La cuisine de Grumman78 est encore et toujours réellement bien relevée, bien arrondie, bien contrastée.

On a fait réchauffer du porc effiloché qui s’en va dans des tacos — il faut faire revenir les tortillas dans la poêle —, où il sera accompagné de salade de carottes et daikon mariné. On les appelle les tacos banh mi et cette rencontre entre le Mexique et le Viêtnam fonctionne à merveille. Les amateurs du camion du Grumman78 auront déjà essayé ce classique, préparé avec des tortillas de maïs particulièrement parfumées.

Aussi au menu, ce jour-là, nous avons pris le chou-fleur masala, un curry où le crucifère cuit al dente retrouve du quinoa frit, des lentilles, des cubes de fromage haloumi, des tomates, des échalotes et des graines de tournesol. Sur papier, la combinaison peut sembler un peu baroque, mais en bouche, les textures et les saveurs travaillent à l’unisson. Je ne suis pas du genre à croire qu’un repas peut calmer la tristesse ou l’angoisse, mais un tel plat nous les fait oublier pendant un petit moment.

Des plats réussis

Autre réussite improbable : un cake de daikon, qu’on sert en tranches à faire revenir à la poêle, accompagné d’une salade fraîche de carottes et de radis noir. Ici, on n’est plus du tout au Mexique, mais au pays du dim sum, façon végane. Dommage que la sauce au gingembre et les vrilles de pois aient été oubliées dans notre paquet.

Et si vous avez encore faim ou envie d’une note sucrée, la petite tarte à la patate douce, avec son appareil soyeux, est juste assez sucrée, pas trop, juste assez épicée aussi, avec un peu de muscade et de cannelle. On n’est pas à la Thanksgiving, mais cette cuisine de réconfort tombe franchement à point.

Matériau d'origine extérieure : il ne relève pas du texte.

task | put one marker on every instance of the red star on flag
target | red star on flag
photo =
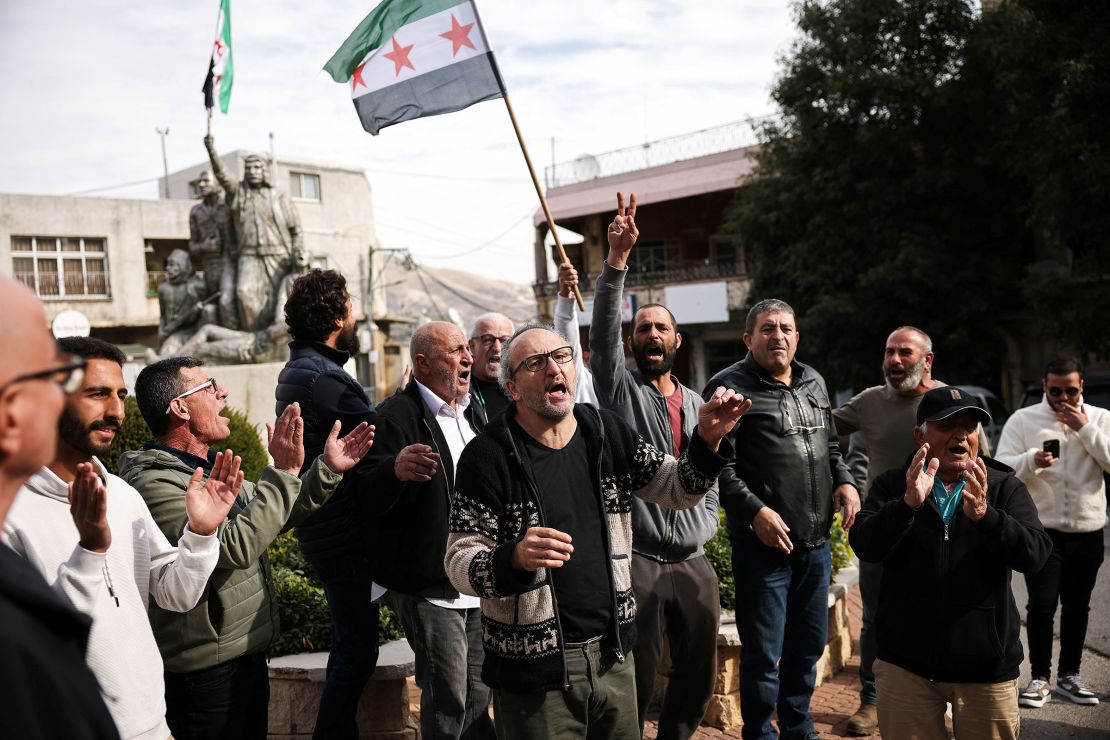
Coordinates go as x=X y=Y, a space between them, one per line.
x=356 y=77
x=458 y=36
x=400 y=57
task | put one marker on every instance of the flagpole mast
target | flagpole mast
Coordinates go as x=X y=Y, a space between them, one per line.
x=543 y=199
x=527 y=158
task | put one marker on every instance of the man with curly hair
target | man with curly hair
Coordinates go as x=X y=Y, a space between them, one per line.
x=320 y=321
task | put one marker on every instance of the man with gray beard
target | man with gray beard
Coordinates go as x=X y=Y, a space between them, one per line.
x=885 y=415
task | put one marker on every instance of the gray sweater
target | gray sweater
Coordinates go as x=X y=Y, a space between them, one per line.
x=661 y=534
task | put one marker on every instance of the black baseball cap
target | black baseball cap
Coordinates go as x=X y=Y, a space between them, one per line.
x=948 y=401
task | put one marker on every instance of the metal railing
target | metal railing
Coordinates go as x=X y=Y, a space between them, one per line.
x=60 y=286
x=684 y=147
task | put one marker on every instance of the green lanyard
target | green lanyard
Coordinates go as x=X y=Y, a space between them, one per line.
x=947 y=502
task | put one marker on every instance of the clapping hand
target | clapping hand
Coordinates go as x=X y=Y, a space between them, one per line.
x=285 y=439
x=717 y=416
x=341 y=455
x=623 y=232
x=919 y=478
x=89 y=508
x=208 y=502
x=975 y=489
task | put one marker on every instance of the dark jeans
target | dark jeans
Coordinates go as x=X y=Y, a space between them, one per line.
x=601 y=703
x=1067 y=578
x=353 y=651
x=229 y=701
x=447 y=644
x=870 y=578
x=781 y=614
x=682 y=601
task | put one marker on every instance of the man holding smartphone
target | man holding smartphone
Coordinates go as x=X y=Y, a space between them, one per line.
x=1060 y=449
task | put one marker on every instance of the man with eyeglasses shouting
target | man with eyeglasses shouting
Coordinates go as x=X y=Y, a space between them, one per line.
x=49 y=690
x=409 y=488
x=780 y=492
x=1060 y=449
x=107 y=554
x=487 y=341
x=541 y=529
x=217 y=683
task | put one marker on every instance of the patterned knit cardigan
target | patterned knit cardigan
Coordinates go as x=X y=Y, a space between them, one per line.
x=496 y=502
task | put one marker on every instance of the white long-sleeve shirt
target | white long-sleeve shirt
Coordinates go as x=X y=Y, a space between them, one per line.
x=114 y=587
x=566 y=323
x=1070 y=495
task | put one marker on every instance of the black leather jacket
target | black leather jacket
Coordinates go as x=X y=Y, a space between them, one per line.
x=787 y=455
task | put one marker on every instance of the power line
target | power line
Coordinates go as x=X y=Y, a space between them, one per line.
x=120 y=186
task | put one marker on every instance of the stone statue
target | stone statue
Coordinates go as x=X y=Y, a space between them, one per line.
x=180 y=303
x=271 y=243
x=225 y=346
x=212 y=245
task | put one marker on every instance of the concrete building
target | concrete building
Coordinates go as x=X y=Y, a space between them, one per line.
x=684 y=259
x=103 y=256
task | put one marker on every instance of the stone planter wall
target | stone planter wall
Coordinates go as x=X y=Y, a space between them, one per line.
x=296 y=682
x=724 y=710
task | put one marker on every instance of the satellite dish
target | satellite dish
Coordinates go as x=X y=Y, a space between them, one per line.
x=586 y=168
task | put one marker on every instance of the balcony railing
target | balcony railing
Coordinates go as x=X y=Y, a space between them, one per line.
x=684 y=147
x=67 y=286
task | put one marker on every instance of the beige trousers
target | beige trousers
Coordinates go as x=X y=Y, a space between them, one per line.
x=912 y=708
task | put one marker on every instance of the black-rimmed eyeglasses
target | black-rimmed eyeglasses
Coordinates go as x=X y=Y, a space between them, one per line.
x=69 y=376
x=536 y=363
x=203 y=386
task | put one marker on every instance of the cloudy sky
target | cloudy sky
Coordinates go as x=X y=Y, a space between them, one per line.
x=87 y=83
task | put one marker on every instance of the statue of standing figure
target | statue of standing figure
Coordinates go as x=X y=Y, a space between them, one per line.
x=180 y=303
x=213 y=246
x=271 y=242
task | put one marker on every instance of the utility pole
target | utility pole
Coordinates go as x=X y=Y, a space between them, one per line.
x=165 y=165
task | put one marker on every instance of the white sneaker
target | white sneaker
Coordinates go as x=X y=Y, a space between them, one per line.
x=1035 y=695
x=1073 y=689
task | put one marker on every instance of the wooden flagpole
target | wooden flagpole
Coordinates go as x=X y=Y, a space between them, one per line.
x=540 y=192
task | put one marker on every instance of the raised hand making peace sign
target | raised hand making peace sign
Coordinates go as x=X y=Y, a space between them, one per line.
x=623 y=232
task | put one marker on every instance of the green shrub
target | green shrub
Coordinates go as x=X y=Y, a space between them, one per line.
x=305 y=624
x=719 y=551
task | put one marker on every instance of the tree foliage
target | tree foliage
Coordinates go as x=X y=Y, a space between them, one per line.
x=905 y=181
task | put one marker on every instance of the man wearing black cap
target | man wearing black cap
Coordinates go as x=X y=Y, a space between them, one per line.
x=948 y=528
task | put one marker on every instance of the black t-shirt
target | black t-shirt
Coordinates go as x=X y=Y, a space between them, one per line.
x=492 y=395
x=572 y=505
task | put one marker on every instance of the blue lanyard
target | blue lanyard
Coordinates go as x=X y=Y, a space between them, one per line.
x=947 y=502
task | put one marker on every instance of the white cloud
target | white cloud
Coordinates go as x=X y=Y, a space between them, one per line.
x=87 y=83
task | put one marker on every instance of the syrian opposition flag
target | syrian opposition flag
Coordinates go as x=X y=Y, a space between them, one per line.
x=221 y=72
x=414 y=58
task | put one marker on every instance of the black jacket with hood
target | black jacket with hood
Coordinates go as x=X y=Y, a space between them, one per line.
x=946 y=609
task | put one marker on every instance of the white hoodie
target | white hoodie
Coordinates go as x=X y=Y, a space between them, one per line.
x=1070 y=496
x=114 y=587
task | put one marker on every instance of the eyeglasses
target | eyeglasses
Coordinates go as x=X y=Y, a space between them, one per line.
x=536 y=363
x=69 y=376
x=487 y=340
x=204 y=386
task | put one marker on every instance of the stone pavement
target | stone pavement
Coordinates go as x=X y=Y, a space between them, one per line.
x=835 y=700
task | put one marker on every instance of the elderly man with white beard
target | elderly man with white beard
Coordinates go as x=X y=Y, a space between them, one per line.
x=885 y=416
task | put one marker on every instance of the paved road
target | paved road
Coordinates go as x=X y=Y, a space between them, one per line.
x=1098 y=629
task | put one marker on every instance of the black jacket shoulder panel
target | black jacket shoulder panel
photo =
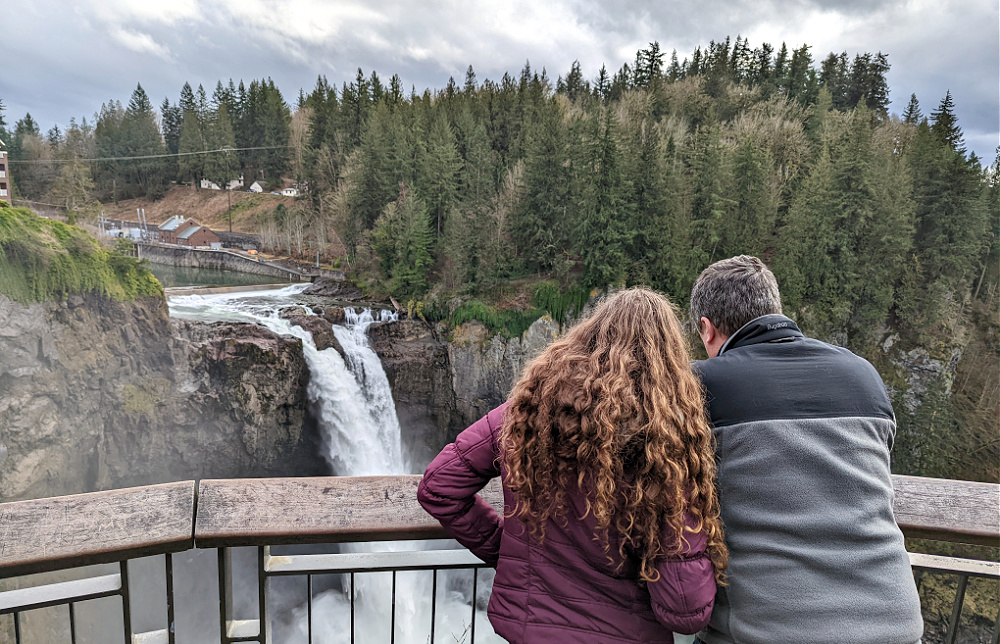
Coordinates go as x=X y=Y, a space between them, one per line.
x=789 y=378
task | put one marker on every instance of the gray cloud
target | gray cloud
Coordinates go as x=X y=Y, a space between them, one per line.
x=66 y=62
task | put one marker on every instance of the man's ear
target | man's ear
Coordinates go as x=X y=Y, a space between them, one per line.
x=711 y=337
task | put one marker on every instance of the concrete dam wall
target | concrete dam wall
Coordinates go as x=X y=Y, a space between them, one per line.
x=215 y=259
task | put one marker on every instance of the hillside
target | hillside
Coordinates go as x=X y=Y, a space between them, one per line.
x=207 y=207
x=42 y=259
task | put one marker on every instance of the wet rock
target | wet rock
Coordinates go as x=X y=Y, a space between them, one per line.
x=98 y=394
x=336 y=289
x=321 y=330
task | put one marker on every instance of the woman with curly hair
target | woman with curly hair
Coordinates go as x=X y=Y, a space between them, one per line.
x=611 y=528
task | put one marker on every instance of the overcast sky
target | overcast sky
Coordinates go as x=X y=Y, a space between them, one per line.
x=63 y=58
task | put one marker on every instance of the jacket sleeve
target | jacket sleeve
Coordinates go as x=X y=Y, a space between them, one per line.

Pour rincer le tout, un chardonnay italien naturel a été appelé à la rescousse. Valait-il 30 $ ? Bonne question. Mais pour bien des restos qui font actuellement du prêt-à-emporter, ces vins vendus avec certaines marges, pas aussi élevées que dans les restaurants habituellement, mais néanmoins incontournables, sont au cœur du modèle d’affaires.

Est-ce qu’on va y retourner ? Est-ce qu’on le conseille aux autres ? Totalement. Seul petit détail : avant de partir, demandez-leur de vérifier que toutes les composantes de votre repas sont bien dans votre sac.

Grumman78. 630, rue de Courcelle, Montréal. 514 290-5125. https://www.grumman78.com/

Du mercredi au dimanche, de midi à 19 h. On peut acheter sur place ou faire livrer à partir du site web. Plats à partager de 10 $ à 18 $.